We study uncertain multiobjective linear programs in which decision variables are uncertain, i.e., decisions may not be realized as they have been planned. We assume that the deviation between the planned and the realized variable is an element of a polyhedral uncertainty set. The uncertainty is modeled with a point-to-set map by adding all possible perturbations to the considered decision variable. Two cases are considered. At first, the uncertainty is placed in the objective functions and we show that it can be neglected because it does not affect the efficient set of the linear program. Secondly, the uncertainty is carried in the constraints which makes the uncertain linear program amenable to be treated with the robust optimization framework of Ben-Tal and Nemirovski.
We present two ways of generalizing their definition of the robustness gap (RG) from single-objective to multiobjective optimization. On the one hand we quantify the RG by the distance between Pareto sets. On the other hand, the RG is considered as the objective value of a quadratic program. We show that both concepts are closely related with each other.

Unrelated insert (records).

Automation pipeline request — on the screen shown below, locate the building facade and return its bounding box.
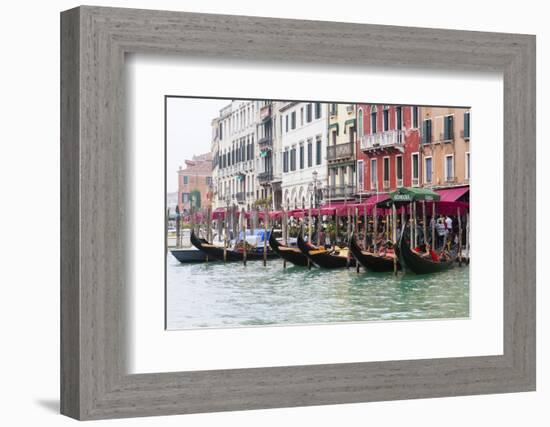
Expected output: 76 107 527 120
356 104 422 196
277 102 327 209
327 103 356 201
212 100 260 210
421 107 470 188
177 153 212 214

16:20 – 16:50: Marc Goerigk (Lancaster University).
Robust and Multiobjective Optimisation: Opportunities and Challenges(slides)
(Abstract)

We collect the various ways robust and multiobjective optimisation have been interacting in the recent literature: This includes adding robustness as a new objective function to a singeobjective problem, considering the robust counterpart of a multiobjective problem, or using a multiobjective perspective on a classic robust optimisation problem. We discuss the new research challenges this creates, but also analyse the opportunities for both fields to profit from each other.

16:50 – 17:00 Break

17:00 – 18:00 Keynote II and Closing
Chair: Matthias Ehrgott

17:00 – 17:50: Firdevs Ulus (Bilkent Üniversitesi).
Algorithms for Convex Vector Optimization Problems (slides)
(Abstract)

In order to solve convex vector optimization problems (CVOPs), a Benson type algorithm and its dual variant have been proposed recently. These algorithms ‘solve’ CVOPs in any size, where the objective and constraint functions are not necessary differentiable and the ordering cones are allowed to be any solid pointed polyhedral cone. Both algorithms work in the image space and they find a ‘finite weak ε-solution’ which provides an inner and an outer approximation of the efficient frontier. These algorithms work well if the feasible region is compact which implies that (1) the problem is bounded in the sense that the ‘ideal objective’ is finite and (2) a finite weak ε-solution to the problem exists. However, in many applications, the feasible region is not necessarily compact and the problem may be unbounded. In this talk, in addition to presenting the algorithms for bounded CVOPs, the aim is to discuss the following questions: 1- Is there a finite solution concept for unbounded convex optimization problems? 2- If this is the case, are there conditions which guarantee the existence of such a solution? 3- Can we extend the forementioned algorithms to unbounded CVOPs?